Pathology · Hematological Malignancies (Leukemias, Lymphomas, Myeloma)

A 55-year-old man with CML on imatinib therapy develops resistance. Bone marrow biopsy shows BCR-ABL kinase domain mutation T315I ('gatekeeper mutation'). Why does T315I confer resistance to both first and second generation TKIs but responds to ponatinib?
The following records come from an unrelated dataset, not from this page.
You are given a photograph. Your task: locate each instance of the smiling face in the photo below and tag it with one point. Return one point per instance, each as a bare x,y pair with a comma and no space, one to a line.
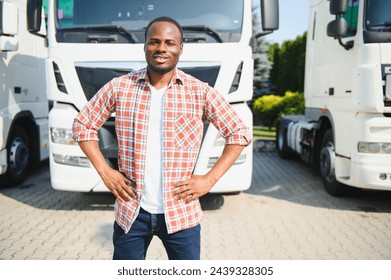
162,48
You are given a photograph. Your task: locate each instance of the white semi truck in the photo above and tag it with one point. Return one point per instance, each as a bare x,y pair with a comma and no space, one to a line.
92,41
24,137
346,130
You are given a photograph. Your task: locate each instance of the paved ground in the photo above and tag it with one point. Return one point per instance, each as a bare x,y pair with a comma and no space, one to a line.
284,215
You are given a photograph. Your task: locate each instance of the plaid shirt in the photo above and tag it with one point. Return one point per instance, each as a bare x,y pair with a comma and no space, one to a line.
187,103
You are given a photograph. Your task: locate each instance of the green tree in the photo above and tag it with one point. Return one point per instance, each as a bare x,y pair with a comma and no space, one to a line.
262,64
267,108
287,72
270,107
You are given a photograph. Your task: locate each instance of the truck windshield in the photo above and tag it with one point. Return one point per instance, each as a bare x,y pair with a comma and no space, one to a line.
378,15
124,21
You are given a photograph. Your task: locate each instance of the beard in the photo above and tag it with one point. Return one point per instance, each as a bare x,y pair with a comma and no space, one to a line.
160,70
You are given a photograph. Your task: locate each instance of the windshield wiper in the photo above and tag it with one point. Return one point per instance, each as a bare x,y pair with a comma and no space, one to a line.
115,28
204,28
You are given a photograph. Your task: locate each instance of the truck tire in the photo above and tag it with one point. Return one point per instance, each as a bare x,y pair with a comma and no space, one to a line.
282,142
18,155
327,166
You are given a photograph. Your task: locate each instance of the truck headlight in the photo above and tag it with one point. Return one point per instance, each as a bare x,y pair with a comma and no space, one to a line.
62,136
71,160
374,148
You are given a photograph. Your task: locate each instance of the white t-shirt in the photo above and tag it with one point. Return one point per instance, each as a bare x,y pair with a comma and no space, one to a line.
152,200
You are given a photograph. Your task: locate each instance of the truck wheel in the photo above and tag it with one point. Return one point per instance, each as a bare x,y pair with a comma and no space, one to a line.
327,166
18,155
282,142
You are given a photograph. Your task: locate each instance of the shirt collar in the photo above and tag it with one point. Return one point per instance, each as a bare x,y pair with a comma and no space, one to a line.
177,78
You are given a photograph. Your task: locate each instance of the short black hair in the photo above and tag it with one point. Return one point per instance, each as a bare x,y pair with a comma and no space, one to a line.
166,19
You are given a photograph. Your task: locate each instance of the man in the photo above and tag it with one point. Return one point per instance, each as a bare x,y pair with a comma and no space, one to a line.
159,124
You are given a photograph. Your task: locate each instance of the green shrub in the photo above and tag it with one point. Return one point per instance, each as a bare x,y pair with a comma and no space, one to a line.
270,107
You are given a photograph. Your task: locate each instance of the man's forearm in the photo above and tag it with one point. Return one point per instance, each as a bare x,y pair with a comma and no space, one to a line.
226,160
93,153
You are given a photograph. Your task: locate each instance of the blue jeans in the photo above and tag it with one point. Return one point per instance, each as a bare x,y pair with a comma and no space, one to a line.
182,245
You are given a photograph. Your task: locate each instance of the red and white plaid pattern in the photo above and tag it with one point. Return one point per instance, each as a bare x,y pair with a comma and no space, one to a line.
187,103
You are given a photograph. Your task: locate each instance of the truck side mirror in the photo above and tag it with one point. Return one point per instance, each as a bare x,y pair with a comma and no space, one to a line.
337,28
338,7
269,12
34,16
8,26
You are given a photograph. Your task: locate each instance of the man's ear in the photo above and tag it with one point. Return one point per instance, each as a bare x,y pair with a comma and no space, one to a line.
181,49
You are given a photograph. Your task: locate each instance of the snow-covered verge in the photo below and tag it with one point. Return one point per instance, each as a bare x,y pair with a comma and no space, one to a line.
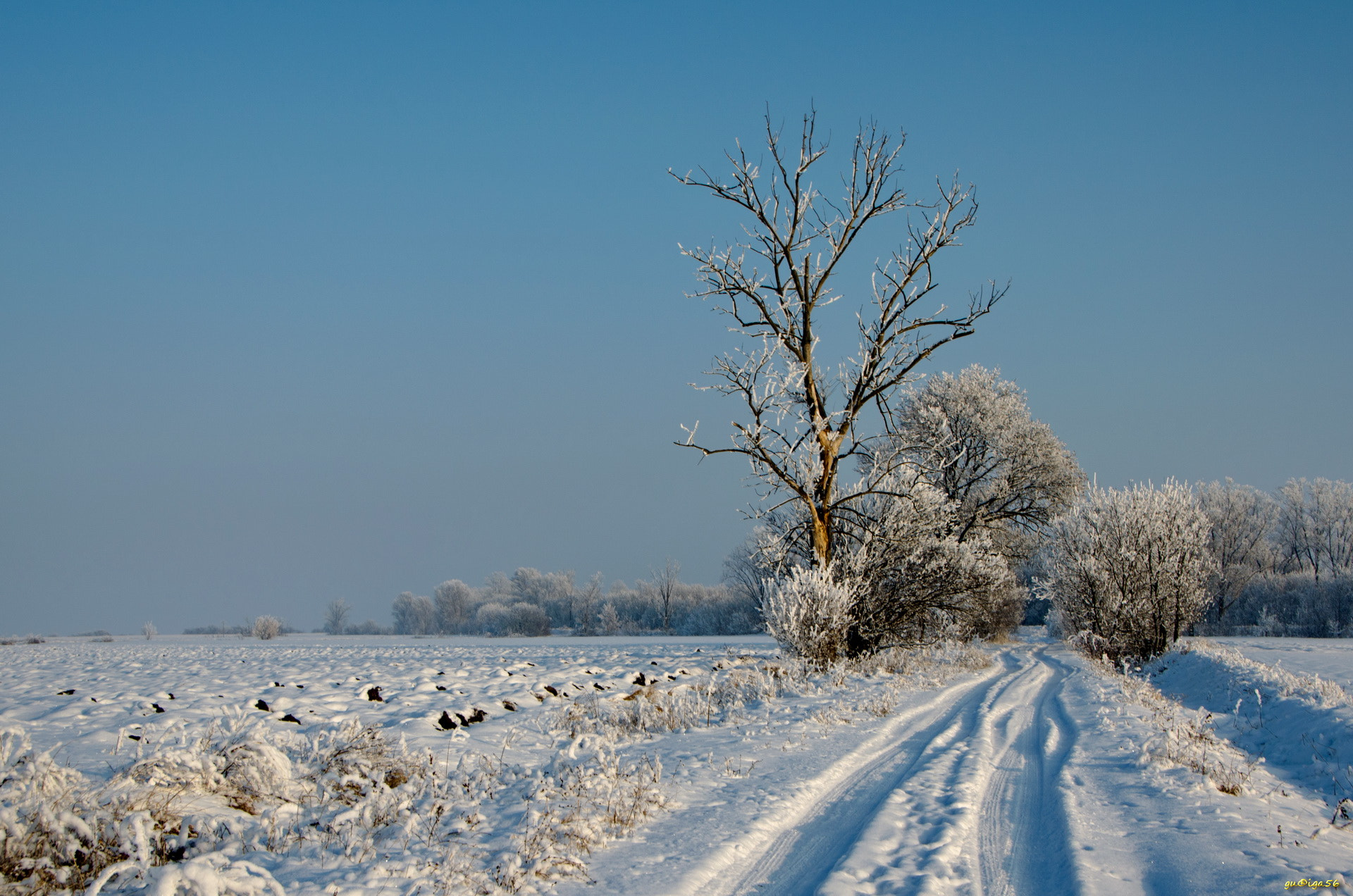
1330,658
479,768
1299,726
1042,773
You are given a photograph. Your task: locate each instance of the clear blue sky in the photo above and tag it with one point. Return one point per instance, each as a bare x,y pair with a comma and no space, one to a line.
321,301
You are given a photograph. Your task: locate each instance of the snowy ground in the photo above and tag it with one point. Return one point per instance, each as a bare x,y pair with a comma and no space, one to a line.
1330,658
1030,773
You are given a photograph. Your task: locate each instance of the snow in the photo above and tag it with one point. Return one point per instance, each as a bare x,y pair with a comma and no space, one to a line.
1032,773
1330,658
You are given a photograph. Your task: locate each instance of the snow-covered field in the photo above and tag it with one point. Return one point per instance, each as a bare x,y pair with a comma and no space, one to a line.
663,766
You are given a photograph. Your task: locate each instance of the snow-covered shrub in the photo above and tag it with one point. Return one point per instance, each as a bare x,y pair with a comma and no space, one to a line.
1128,570
267,627
810,614
973,437
579,806
58,831
1182,737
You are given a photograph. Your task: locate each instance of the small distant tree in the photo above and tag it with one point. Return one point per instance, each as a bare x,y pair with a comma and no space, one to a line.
1128,570
455,603
267,627
1316,527
336,616
1240,520
665,585
586,604
414,615
609,620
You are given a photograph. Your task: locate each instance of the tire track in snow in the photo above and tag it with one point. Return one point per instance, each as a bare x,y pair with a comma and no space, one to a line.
1025,837
797,859
941,809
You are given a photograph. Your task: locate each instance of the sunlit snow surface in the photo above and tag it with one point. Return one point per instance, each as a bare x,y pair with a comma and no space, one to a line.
1027,776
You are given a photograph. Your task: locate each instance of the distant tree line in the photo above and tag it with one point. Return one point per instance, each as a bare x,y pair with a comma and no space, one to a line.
1285,559
531,603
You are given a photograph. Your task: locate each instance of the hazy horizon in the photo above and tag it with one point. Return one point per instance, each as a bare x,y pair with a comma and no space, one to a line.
302,304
  • A T315I upregulates MDR1 drug efflux pump expression in leukemia cells
  • B T315I activates alternative Src kinase pathway bypassing BCR-ABL
  • C T315I causes conformational change preventing imatinib from binding the DFG-out inactive conformation
  • D T315I causes BCR-ABL protein overexpression through gene amplification
Correct answer: C. T315I causes conformational change preventing imatinib from binding the DFG-out inactive conformation

Explanation

Threonine 315 is the gatekeeper residue in BCR-ABL kinase; imatinib and most second-generation TKIs (dasatinib, nilotinib) depend on a hydrogen bond with Thr315 and require the inactive DFG-out kinase conformation. T315I substitution eliminates this critical hydroxyl group hydrogen bond contact AND creates steric clash with imatinib due to the bulkier isoleucine side chain, abrogating binding of first and second-generation inhibitors. Ponatinib (third-generation) has a carbon-carbon triple bond that bypasses the steric clash with T315I and does not require hydrogen bonding at position 315.

Reference: Robbins & Cotran Pathologic Basis of Disease, 10th ed.